For example, if a summary contains the sentence "Dogs are used to control soccer fans in Europe" and the model pyramid contains two SCUs "Dogs are used to control soccer fans" and "It is in Italy that dogs are used to control soccer fans", then the first part of the summary sentence will match the general fact SCU, while "in Europe" can be mapped to the "in Italy" SCU. These can be considered paraphrases in the context of the sentences and by using simple common knowledge.
It is always a good idea to check the contributors of an SCU to see the annount of variation between them, this will oftentimes give you an indication that less strict mapping are possible, as in the example of annotating the year an event happened ("in 1994", "in 1993", in the early 90s"). The different contributors of a content unit express the same, or nearly the same information, so some difference are possible, and still a match can occur. For example, a peer sentence "The population of the world is likely to double - to more than 10bn people" can be mapped to an SCU with label "The world population will reach over 10 billion in 2050 with current growth rates", even though the temporal information is missing in the peer sentence. The decision to make the match can be facilitated by looking at all the contributors in the pyramid SCU and confirming that the peer expresses information that is in all of them, for example in this case this shared information can be the fact that the earth's population will reach 10 billion.
When the summary conveys new or significantly different information than the one in the model pyramid, these should be split to the appropraite contributor size and mapped to the service SCU at the bottom of the annotation panel.
You will notice that automatic summaries often repeat the same information in different sentences. Do annotate both instances. adding the corresponding contributors to the appropriate SCU. Repetition is taken into account in the final summary score.
Occasionally, the labels of two SCUs sound similar and it is dificult to understand just by reading the labels what is the difference between the two content units. In such cases, click on an SCUs to see their contributors---the contributors will give you an idea of what is the emphasis in each content unit.
The same text selection from the peer cannot be matched to two different pyramid SCUs. If a clauses expresses more than one SCU, different text spans that best represent the meaning of an SCU need to be selected.
When matching a peer contributor, try to find the most highly weighted appropriate SCU in the pyramid.
Some of the low-weight SCUs in the pyramid carry more information than the high-weighted ones, and have longer contributors. They represent less important information and you can be more liberal when matching peer content to them---it is enough for the peer to convey part of the information.

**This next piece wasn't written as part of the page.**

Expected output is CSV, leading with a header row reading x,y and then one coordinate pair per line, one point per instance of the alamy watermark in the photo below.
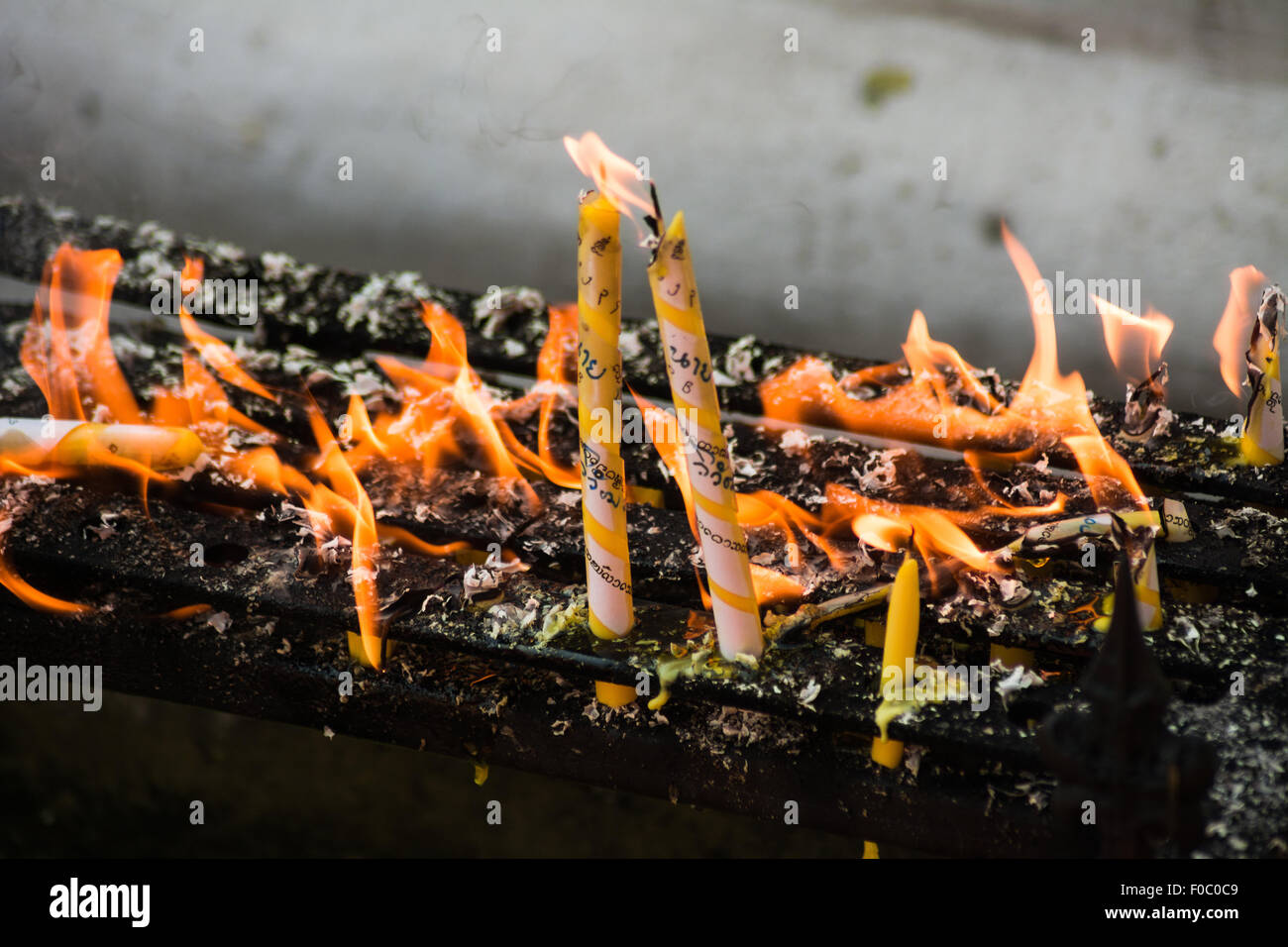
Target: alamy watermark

The pyramid analysis is very useful in that it allows the annotator to deicde which information is important and should be split into fine-grained content units, and which information is not so important.
Content units from information that does not match a pyramid SCU: very often the peer summary contains information that is not covered by any of the pyramid SCUs. Such inforamtion should be split into content units (without assigning a lable). It is important that the "leftovers" are carefully split into segments that conform to the definition of a content unit. Again, complex sentences in which the different cluases convey different details, will be split into two seperate SCUs, as for example in "The unprecedented cold wave, which took the lives of 30 people in Eastern Europe, is finally ending" will be split in two SCUs, one about the number of victims, and another about the end of the cold wave. Complex sentences that do not convey more than one new details about an event or entity will remain as a single SCU contributor, as for example "Many discovered upon their retirement that their pension money no longer existed." and "Bilking a large number of people out of millions of dollars can lead to sentences that vary from ten to twenty years."
When evaluating summaries that need to be of specific length, the final sentence is oftentimes truncated before the actual end of the sentence. If there is enough from the truncated sentence that one can get a match with a content unit, it should be annotated as a contributor. If it expresses no clear idea that can be mapped to a content unit, it should be put as a "Non-matching contributor". If some ideas are expressed in the truncated sentence, but they do not correspond to an exisiting, add the appropriate parts to the "Non-matching SCU".
When annotating multiple peers for the same pyramid, use the